When I tell people I make adventure games that teach math, social studies and English, too often people respond with,
“But aren’t there already a million educational games on the market?”
Or even worse with,
“My 13-year-old nephew made an educational game over the weekend.”
Anyone who has ever taught knows that teaching is hard work. You have to maintain student attention, have some knowledge of your subject, understand scope and sequence – what is it that sixth-graders (or whatever grade you are teaching) can reasonably be expected to know already. You need to understand the prerequisites for what you are going to teach.

When you talk about that app your nephew did where he used a talking zombie to help you memorize the parts of the brain, you and I are not really thinking of education in the same way. To me, that is an electronic version of flash cards. That’s not a terrible thing. I’ve used flash cards in my life a time or two to learn (and teach) multiplication tables, vocabulary for a foreign language class and probably some other things. So, I won’t go hating on them, but I also wouldn’t say these are the best educational options we can deliver.

AN EXAMPLE

Let’s say you want to teach students measures of central tendency – mean, median and mode. Some of the prerequisites include being able to add a column of numbers, being able to divide, understanding the concepts of fractions and decimals, unless you believe that every single mean is going to be a whole number.

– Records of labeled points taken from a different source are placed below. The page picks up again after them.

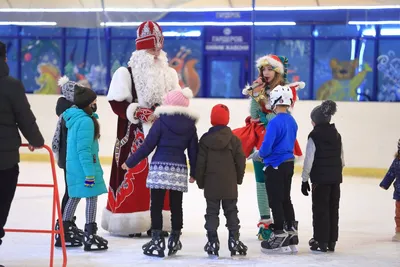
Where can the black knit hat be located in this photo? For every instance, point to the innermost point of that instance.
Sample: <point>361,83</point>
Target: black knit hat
<point>324,112</point>
<point>3,50</point>
<point>83,96</point>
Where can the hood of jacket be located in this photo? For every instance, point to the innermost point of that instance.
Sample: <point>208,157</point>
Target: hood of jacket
<point>218,137</point>
<point>179,120</point>
<point>72,115</point>
<point>4,69</point>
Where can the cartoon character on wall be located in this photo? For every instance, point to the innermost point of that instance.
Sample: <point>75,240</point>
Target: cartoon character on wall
<point>345,82</point>
<point>187,73</point>
<point>47,80</point>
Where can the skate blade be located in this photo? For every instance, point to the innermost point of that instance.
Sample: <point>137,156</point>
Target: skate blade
<point>281,250</point>
<point>294,249</point>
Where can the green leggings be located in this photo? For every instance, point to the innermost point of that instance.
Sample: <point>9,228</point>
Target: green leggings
<point>262,197</point>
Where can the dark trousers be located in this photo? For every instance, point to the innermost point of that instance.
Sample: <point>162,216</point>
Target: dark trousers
<point>230,211</point>
<point>325,207</point>
<point>279,183</point>
<point>157,204</point>
<point>8,184</point>
<point>66,196</point>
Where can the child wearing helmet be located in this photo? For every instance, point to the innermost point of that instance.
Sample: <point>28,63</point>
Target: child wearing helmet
<point>272,71</point>
<point>276,153</point>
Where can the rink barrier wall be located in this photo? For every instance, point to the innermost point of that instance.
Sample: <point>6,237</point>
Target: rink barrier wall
<point>370,130</point>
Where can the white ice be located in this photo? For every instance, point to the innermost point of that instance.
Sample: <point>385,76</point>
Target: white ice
<point>366,228</point>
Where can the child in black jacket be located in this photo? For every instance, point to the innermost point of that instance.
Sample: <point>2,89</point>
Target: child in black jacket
<point>323,164</point>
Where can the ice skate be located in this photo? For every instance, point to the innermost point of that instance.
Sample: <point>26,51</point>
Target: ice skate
<point>156,244</point>
<point>264,232</point>
<point>71,235</point>
<point>396,237</point>
<point>212,245</point>
<point>317,246</point>
<point>235,245</point>
<point>92,240</point>
<point>277,243</point>
<point>174,244</point>
<point>293,236</point>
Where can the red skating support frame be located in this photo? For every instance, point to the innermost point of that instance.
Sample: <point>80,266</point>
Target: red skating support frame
<point>56,208</point>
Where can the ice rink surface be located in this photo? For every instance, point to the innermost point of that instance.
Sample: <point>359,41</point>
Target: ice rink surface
<point>366,228</point>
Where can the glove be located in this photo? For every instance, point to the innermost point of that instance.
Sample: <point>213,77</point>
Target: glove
<point>255,156</point>
<point>89,181</point>
<point>305,188</point>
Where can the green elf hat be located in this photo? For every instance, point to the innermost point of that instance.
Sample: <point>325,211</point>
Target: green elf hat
<point>278,63</point>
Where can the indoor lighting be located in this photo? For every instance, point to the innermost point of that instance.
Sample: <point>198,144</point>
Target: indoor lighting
<point>379,22</point>
<point>28,23</point>
<point>285,8</point>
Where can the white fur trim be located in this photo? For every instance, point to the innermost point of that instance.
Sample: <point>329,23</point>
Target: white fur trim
<point>187,92</point>
<point>297,85</point>
<point>62,81</point>
<point>263,61</point>
<point>130,111</point>
<point>120,86</point>
<point>125,224</point>
<point>171,110</point>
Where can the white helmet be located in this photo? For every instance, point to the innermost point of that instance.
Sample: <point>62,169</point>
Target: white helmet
<point>281,96</point>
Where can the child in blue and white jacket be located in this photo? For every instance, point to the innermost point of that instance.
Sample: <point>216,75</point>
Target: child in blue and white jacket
<point>276,152</point>
<point>393,177</point>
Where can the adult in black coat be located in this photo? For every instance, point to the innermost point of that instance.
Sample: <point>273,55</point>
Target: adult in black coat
<point>15,114</point>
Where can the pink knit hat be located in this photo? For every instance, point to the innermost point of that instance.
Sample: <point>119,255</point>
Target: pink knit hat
<point>178,97</point>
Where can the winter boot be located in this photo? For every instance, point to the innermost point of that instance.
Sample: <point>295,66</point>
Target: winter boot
<point>92,239</point>
<point>263,229</point>
<point>212,245</point>
<point>331,246</point>
<point>293,235</point>
<point>157,243</point>
<point>396,237</point>
<point>318,246</point>
<point>278,242</point>
<point>235,245</point>
<point>71,234</point>
<point>174,244</point>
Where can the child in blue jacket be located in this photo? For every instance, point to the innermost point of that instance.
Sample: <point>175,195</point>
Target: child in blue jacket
<point>276,152</point>
<point>393,177</point>
<point>84,172</point>
<point>171,134</point>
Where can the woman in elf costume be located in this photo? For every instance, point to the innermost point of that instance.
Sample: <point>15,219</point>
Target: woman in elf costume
<point>272,71</point>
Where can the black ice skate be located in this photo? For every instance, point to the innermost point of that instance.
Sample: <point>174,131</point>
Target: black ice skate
<point>277,243</point>
<point>71,234</point>
<point>212,246</point>
<point>92,240</point>
<point>293,236</point>
<point>156,244</point>
<point>235,245</point>
<point>317,246</point>
<point>174,244</point>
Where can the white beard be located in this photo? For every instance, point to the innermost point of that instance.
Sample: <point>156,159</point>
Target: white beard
<point>152,77</point>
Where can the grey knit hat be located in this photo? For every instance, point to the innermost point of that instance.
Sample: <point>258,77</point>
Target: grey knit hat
<point>324,112</point>
<point>67,88</point>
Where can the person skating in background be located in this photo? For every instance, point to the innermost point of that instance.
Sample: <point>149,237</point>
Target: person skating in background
<point>276,152</point>
<point>272,71</point>
<point>220,168</point>
<point>84,172</point>
<point>15,115</point>
<point>59,143</point>
<point>171,134</point>
<point>393,177</point>
<point>323,165</point>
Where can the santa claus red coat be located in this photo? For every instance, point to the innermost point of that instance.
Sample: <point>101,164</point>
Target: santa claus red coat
<point>133,94</point>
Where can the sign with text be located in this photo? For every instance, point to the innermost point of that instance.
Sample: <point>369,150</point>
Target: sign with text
<point>234,39</point>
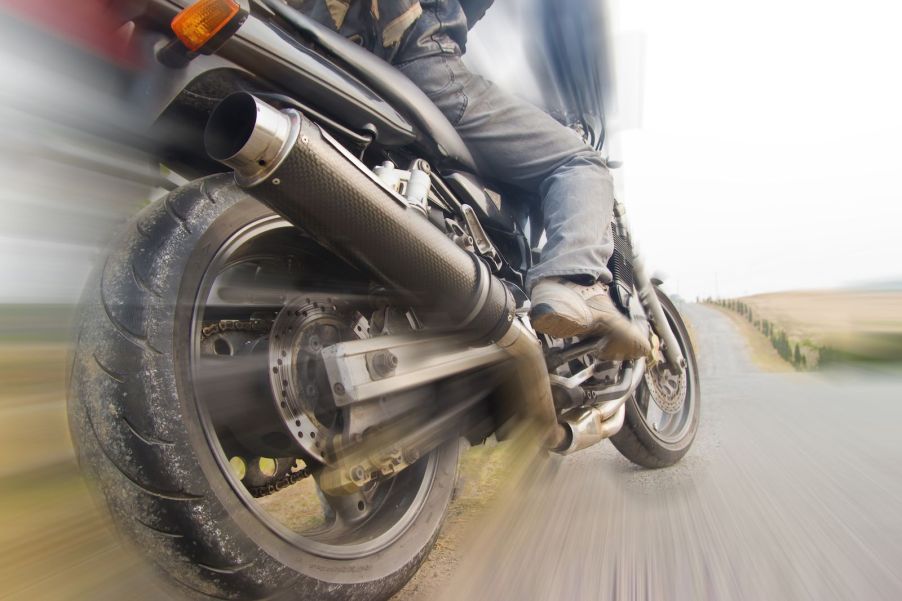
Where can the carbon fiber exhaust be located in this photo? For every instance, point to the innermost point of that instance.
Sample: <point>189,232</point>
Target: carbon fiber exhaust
<point>289,164</point>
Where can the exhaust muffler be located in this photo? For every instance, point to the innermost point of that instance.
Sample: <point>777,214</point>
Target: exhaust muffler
<point>288,163</point>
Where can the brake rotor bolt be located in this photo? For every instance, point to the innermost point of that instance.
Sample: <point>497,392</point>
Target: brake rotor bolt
<point>385,363</point>
<point>357,474</point>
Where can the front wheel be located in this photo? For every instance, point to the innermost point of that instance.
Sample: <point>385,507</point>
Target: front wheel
<point>171,409</point>
<point>662,416</point>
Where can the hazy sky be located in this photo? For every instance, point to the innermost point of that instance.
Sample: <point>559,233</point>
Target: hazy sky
<point>767,156</point>
<point>770,146</point>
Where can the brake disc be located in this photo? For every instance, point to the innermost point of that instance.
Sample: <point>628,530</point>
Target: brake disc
<point>297,372</point>
<point>667,389</point>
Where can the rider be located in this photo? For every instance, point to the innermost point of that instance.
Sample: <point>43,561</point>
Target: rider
<point>519,145</point>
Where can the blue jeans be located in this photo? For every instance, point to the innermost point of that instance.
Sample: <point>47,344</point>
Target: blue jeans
<point>516,143</point>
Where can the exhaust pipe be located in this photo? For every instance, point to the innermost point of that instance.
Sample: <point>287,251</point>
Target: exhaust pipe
<point>289,164</point>
<point>590,426</point>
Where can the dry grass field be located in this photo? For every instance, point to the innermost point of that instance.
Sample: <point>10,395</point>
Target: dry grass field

Now … at what grade could you reasonably expect the average students to have mastered all of those prerequisites?

If you’re a teacher, especially in middle school, there is a good chance that you know the answer to that. It is unlikely that your 13-year-old nephew does and it is even less likely that your average 23-year-old programmer does. At least your nephew can reflect back on when he learned that information. The programmer learned it long enough ago that he’s probably totally forgotten what years that was.

Educational games developed by non-educators sometimes involve a lot of hand-waving – “it can be used by anyone who is at that level” – whatever THAT means. Most teachers, inconveniently, don’t teach ‘anyone at that level’. They teach a specific grade.

HARD THINGS PILED ON TOP OF HARD THINGS

I can go on about how not to do things but I’ll leave it at this. If we know teaching is hard, how can we possibly imagine that we can take teaching and then on top of that add game design and on top of that add software development and on top of that add sound, art and animation and assume it could be done just fine by a 13-year-old.

Could someone learn parts of the brain from the zombie app? Sure. You could also learn your colors and how to read in a candy store because the candy has labels with words on it and comes in different colors.

That doesn’t necessarily make it good education.